Mengatasi demonstrasi bypoll di Jaunpur dan Deoria, Adityanath telah menggunakan nyanyian pemakaman Hindu 'Ram Naam Satya Hai' untuk mengancam mereka yang tidak menghormati anak perempuan dan perempuan.
Di tengah keributan dan tangisan atas hukum, aktivis sosial Shantanu Sharma mengatakan, "Kami tidak memiliki masalah dengan undang-undang baru tetapi penegakannya tidak boleh menyebabkan pelecehan terhadap orang-orang. Harus dipastikan bahwa itu tidak disalahgunakan."
"Membuat undang-undang baru tidak berarti bahwa konversi paksa akan mudah diperiksa. Pada akhirnya, polisi yang akan menegakkannya. Masih terlalu dini untuk memprediksi apakah akan berhasil sesuai tujuannya atau tidak, tetapi harus digunakan dengan hati-hati," katanya.
Mantan Direktur Jenderal Polisi UP, Yashpal Singh, mengatakan ketika seorang gadis melarikan diri, ada tekanan untuk kesembuhannya. "Itu (hukum) bagus sesuai dengan struktur sosial dan dengan ini tidak ada eksploitasi. Namun, sesuai pandangan sosial modern, orang dapat merasa dilucuti kebebasannya."
Pengacara pengadilan tinggi Sandeep Chowdhury menyatakan bahwa hukum tersebut melanggar hak fundamental untuk memilih dan hak untuk mengubah keyakinan. Ini bertentangan dengan hak-hak fundamental atas otonomi individu, privasi, martabat manusia dan kebebasan pribadi yang dijamin berdasarkan Pasal 21 (hak untuk hidup dan kebebasan pribadi) Konstitusi.
Dia menunjukkan bahwa gugatan telah diajukan ke Pengadilan Tinggi Allahabad untuk menantang hukum larangan itu, dan sekarang menjadi keputusan pengadilan.
Pengadilan tinggi telah meminta pemerintah negara bagian untuk menanggapi petisi yang menyatakan bahwa undang-undang baru itu melanggar hak fundamental untuk memilih dan hak untuk pindah keyakinan. Selama persidangan, pengadilan tinggi menolak untuk memberikan bantuan sementara dan memerintahkan pemerintah negara bagian untuk mengajukan kontra pernyataan tertulis pada 4 Januari.

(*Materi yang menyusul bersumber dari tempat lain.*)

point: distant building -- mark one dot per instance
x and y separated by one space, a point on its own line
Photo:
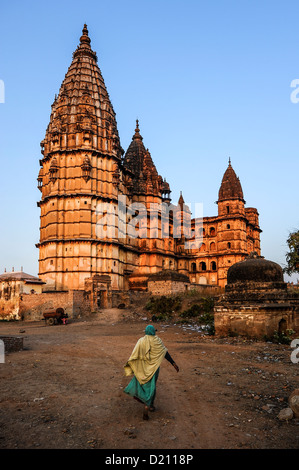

Peraturan yang bertujuan untuk membatasi pindah agama yang dipaksakan atau curang, termasuk yang demi pernikahan, mendapat persetujuan dari Gubernur UP Anandiben Patel hanya dalam beberapa hari setelah kabinet negara menyetujui drafnya.
Undang-undang menetapkan hukuman penjara hingga 10 tahun untuk pelanggaran apa pun.
Berdasarkan undang-undang, yang mengatur berbagai kategori pelanggaran, pernikahan akan dinyatakan batal demi hukum jika pertobatan seorang wanita semata-mata untuk tujuan itu. Tanggung jawab untuk membuktikan bahwa konversi tidak dilakukan secara paksa akan dibebankan pada terdakwa dan mualaf.